Thanks for the comments all.
Ecrivain - I'm not considering re-joining yet, but I did find about 3 guys on there straight after I cancelled who I found both physically attractive and interesting, which briefly made me think, what if one of them is perfect for me? I know what you mean about a rock and a hard place. I've spent years waiting for fate to intervene, living similar lifestyles to my friends, watching them find someone and failing to myself, I've tried a dating agency, and now online dating. What is there left???
Jo - I am very glad other parts of my life are going well. If I didn't have friends to have fun with and make plans with I think I'd be pretty miserable.
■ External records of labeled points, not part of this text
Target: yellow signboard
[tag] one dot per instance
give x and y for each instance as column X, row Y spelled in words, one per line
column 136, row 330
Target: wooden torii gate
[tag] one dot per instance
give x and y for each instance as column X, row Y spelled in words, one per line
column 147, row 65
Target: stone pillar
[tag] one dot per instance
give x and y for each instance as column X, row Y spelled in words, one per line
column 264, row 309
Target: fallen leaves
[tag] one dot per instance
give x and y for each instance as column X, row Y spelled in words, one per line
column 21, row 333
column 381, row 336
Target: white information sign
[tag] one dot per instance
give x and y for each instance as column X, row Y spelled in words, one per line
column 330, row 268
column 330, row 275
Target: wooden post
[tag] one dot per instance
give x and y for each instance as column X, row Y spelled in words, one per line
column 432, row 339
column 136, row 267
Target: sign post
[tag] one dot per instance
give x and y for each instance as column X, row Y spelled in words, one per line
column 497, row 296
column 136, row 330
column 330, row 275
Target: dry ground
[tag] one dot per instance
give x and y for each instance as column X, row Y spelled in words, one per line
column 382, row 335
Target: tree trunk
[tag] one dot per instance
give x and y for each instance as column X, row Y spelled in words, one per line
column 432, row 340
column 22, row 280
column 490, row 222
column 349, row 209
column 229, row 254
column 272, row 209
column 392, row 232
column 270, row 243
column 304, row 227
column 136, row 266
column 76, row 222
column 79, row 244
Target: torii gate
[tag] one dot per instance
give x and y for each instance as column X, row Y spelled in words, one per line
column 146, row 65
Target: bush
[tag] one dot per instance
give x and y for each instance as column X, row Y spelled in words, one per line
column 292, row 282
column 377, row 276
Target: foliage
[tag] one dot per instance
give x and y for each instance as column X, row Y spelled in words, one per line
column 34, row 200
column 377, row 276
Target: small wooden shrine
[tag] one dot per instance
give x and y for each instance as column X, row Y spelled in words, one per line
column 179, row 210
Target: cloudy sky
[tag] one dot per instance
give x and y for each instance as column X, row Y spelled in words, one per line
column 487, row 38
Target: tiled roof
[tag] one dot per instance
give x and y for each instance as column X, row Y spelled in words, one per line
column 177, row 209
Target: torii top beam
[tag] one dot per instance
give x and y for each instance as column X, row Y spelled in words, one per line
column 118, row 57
Still thinking about whether I want to give a different dating site a shot.
Poppy - I know what you mean about hunting someone down online, it does seem not quite natural, and I was quit wary of it. However, for the past 18+ years I've said to myself at the end of each year "maybe next year is the one when I'll find a boyfriend" and every year it hasn't happened and I just got to the point where I thought if it isn't happening in the "normal" way then I need to try something else. I would love nothing more than to meet a guy in real life, get to know him, become friends with him and have it develop into a relationship but as it hasn't happened so far, I'm not all optimistic it ever will.

G said...

I've never tried internet dating but I did walk into the community center with a friend to ask about their once-a-month speed dating. There was so much about it in the media that we figured we'd go in for some fun. We were told by the receptionist to try again in ten years... in nicer terms of course but she basically just laid it out. We're 21 and the men are mostly 40.
Anyhow, I'm not too sure how old you are but it might be an option you could look into?

30sv said...

Have you tried partner dancing? Not quite most, but many of my friends have found their boy/girlfriends or spouses that way. Obviously I haven't, but ballroom has done wonders for my confidence. I'm still a shy introvert, but considerably less than before.